I’ve copied and pasted the boilerplate to get the tests running for the demonstration, but please feel encouraged to put this kind of code in its own function to avoid this repetition.

How did we go?

$ scala -classpath .:ScalaCheck-1.2.jar CheckLinkedList
+ OK, passed 100 tests.

Yippee!!

We might state two more properties:

  • For any list and any element (s), list.add(s) then list.get(0) will always yield s.

  • For any list, any element (s) and any integer between 0 and list.length - 1 (n), then calling list.get(n) is equivalent to calling list.addFirst(s).get(n + 1).

    $ scala -classpath .:ScalaCheck-1.2.jar CheckLinkedList

    • OK, passed 100 tests.
    • OK, passed 100 tests.
    • OK, passed 100 tests.

I have left off the code for the moment and I will give a complete example toward the end. Note that we have 300 passing unit tests – the code is around 25 lines (excluding the boilerplate to get the tests running).
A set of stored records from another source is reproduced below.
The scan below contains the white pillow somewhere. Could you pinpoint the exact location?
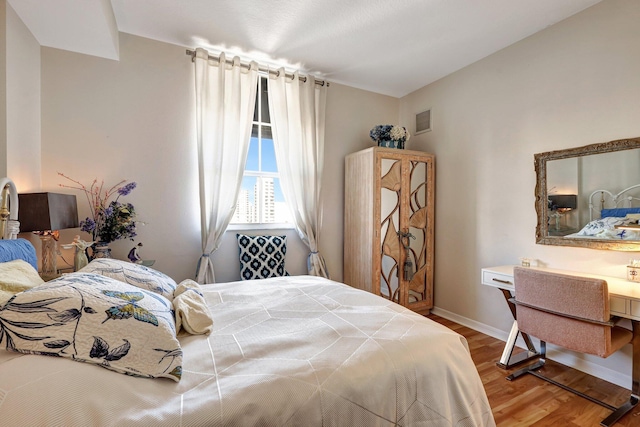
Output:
[578,216,629,236]
[0,259,44,305]
[78,258,178,301]
[0,273,182,381]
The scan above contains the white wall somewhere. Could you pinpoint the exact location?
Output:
[400,0,640,384]
[2,4,40,192]
[42,33,399,281]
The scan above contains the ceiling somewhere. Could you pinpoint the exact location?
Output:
[8,0,601,97]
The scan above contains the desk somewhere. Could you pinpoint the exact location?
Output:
[481,265,640,425]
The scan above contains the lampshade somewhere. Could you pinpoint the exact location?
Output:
[18,193,79,232]
[549,194,578,209]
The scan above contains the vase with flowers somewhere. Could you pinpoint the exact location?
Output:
[369,125,411,149]
[58,173,137,258]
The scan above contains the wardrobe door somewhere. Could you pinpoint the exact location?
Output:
[378,157,402,303]
[401,158,434,312]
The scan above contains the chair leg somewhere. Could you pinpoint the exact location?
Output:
[507,341,547,381]
[506,342,640,427]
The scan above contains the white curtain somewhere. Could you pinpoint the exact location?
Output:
[268,69,329,277]
[194,49,258,283]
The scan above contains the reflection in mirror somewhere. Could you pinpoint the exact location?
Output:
[534,138,640,250]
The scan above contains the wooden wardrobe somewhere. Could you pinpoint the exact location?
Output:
[344,147,435,314]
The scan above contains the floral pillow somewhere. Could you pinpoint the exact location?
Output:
[236,234,289,280]
[78,258,178,301]
[0,273,182,381]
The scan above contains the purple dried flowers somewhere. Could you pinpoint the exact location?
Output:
[369,125,411,145]
[58,173,137,243]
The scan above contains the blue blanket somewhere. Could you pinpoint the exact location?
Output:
[0,239,38,270]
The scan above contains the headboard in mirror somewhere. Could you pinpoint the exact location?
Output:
[534,138,640,251]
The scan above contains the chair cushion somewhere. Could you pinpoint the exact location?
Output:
[513,267,611,322]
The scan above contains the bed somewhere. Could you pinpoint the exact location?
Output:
[564,184,640,240]
[0,176,495,426]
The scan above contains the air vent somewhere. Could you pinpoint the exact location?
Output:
[416,110,431,134]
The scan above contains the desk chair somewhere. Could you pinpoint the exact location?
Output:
[507,267,638,426]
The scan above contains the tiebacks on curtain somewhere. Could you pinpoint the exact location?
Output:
[187,49,329,87]
[194,253,211,277]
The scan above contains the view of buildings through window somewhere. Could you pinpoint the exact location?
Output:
[231,77,291,224]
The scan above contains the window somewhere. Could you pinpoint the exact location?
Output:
[231,76,292,225]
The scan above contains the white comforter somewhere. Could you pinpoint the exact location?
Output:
[0,276,495,426]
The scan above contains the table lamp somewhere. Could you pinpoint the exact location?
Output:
[18,193,79,279]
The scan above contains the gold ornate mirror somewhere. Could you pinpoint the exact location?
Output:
[534,138,640,251]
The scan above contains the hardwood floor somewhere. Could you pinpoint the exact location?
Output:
[427,314,640,427]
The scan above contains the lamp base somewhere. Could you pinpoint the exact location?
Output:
[40,234,58,280]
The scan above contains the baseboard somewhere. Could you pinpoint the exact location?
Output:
[431,307,632,389]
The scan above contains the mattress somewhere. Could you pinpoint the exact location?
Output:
[0,276,495,426]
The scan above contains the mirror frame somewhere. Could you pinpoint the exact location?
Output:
[533,138,640,251]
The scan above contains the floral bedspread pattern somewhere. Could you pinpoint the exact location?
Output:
[0,273,182,381]
[0,276,495,427]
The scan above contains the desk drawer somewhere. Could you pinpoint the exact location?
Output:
[628,301,640,319]
[482,269,513,289]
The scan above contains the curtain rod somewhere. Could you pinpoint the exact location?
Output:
[187,49,329,87]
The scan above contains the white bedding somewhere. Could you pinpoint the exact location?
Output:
[0,276,495,426]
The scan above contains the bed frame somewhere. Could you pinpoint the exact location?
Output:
[0,178,20,239]
[589,184,640,221]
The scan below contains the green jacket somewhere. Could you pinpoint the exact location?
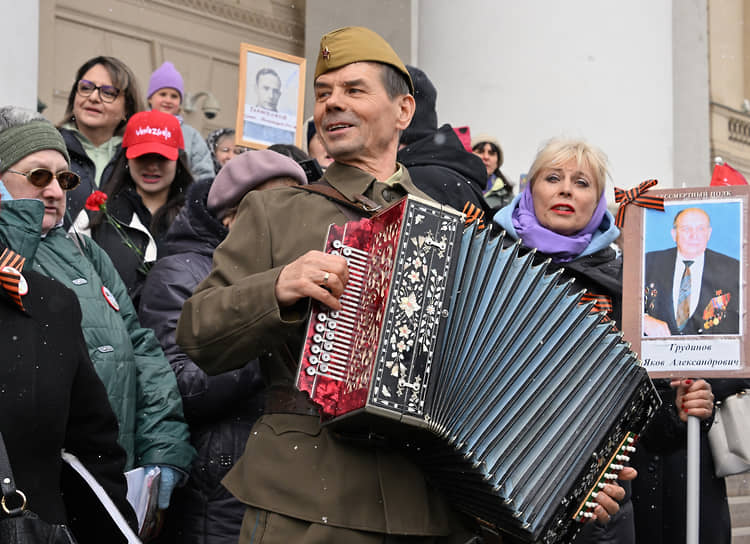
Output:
[0,200,195,472]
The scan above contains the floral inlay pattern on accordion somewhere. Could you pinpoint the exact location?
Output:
[371,206,457,413]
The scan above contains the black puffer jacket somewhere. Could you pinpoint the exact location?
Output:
[139,180,263,544]
[633,379,750,544]
[60,128,121,225]
[397,124,490,218]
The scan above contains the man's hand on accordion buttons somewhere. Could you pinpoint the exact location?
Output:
[669,379,714,421]
[276,251,349,310]
[592,467,638,523]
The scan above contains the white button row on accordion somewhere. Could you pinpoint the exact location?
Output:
[306,240,369,380]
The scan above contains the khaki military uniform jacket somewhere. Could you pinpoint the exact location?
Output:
[177,163,450,535]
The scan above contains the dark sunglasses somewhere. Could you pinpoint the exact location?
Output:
[77,79,120,102]
[7,168,81,191]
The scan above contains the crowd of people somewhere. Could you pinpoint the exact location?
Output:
[0,27,750,544]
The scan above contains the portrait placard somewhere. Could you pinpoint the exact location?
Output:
[622,186,750,378]
[235,43,305,149]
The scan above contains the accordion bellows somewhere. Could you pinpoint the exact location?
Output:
[297,197,659,544]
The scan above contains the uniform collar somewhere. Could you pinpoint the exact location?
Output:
[324,161,432,206]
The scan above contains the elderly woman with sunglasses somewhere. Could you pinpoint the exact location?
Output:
[58,56,145,226]
[0,106,195,520]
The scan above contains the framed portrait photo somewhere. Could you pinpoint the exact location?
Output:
[235,43,305,149]
[622,186,750,378]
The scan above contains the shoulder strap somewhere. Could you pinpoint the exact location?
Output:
[0,433,19,505]
[297,179,382,221]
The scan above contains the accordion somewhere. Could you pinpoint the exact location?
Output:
[296,196,660,544]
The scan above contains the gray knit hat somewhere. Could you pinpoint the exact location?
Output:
[0,106,70,174]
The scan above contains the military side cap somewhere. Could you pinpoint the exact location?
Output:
[315,26,414,94]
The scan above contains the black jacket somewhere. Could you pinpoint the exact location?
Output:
[0,267,136,543]
[396,124,490,217]
[59,128,121,225]
[632,379,750,544]
[139,180,263,544]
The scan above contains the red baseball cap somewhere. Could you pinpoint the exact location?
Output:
[122,110,185,161]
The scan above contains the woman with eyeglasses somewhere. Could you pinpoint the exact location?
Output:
[0,106,195,532]
[58,56,144,230]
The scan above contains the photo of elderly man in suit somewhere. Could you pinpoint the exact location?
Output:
[643,207,741,336]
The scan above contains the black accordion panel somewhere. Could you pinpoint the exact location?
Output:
[298,198,660,544]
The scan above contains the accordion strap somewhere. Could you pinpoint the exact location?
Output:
[0,433,26,516]
[297,179,381,221]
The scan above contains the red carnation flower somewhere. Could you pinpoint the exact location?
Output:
[85,191,107,212]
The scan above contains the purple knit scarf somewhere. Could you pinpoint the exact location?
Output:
[513,184,607,263]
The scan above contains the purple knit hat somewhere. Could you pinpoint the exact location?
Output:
[146,62,185,101]
[206,149,307,214]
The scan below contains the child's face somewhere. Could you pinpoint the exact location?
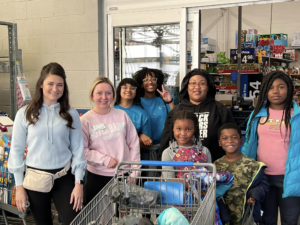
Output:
[173,119,195,147]
[268,78,288,109]
[219,129,243,154]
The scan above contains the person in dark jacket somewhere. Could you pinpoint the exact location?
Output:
[158,69,234,161]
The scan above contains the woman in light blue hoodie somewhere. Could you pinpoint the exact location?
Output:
[8,63,86,225]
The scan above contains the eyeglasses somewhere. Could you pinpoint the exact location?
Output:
[189,81,206,88]
[143,78,157,83]
[121,85,137,91]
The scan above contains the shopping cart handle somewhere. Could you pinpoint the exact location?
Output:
[141,160,194,166]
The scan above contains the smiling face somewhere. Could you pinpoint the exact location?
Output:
[120,83,136,100]
[188,75,208,105]
[173,119,195,147]
[219,128,243,154]
[142,73,157,93]
[268,78,288,110]
[41,74,64,106]
[92,83,114,110]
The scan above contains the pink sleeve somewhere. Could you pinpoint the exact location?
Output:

At this point, we have given an unambiguous specification for addFirst. In other words, it is not possible to write a terminating function that does not satisfy these properties that is not equivalent to addFirst. However, this ignores the unfortunate potential for uncontrolled side-effects, which is an inherent property of Java (and Scala for that matter). We will assume it to be the case – no additional side-effects. It then follows that one additional benefit of automated testing is that we also obtain extremely valuable documentation for the function.

Consider being provided with:

  • The type signature for addFirst (the properties which are proved).

  • The three stated properties for addFirst.

Is there anything more useful to add in terms of documentation? Isn’t this unambiguous, highly readable specification more than you could possibly ask for? This is an interesting question to ponder, particularly in a more pure environment than the one we are discussing here, but I thought I would mention it anyway :)

I will state a property that is false, just to exemplify what happens. The idea is that it is extremely difficult (but not impossible – remember halting problem) to state a false property that ScalaCheck passes. I’m not going to look for a specific corner case that traditional unit testing is unlikely to pick up, but I encourage you to do so as an added exercise.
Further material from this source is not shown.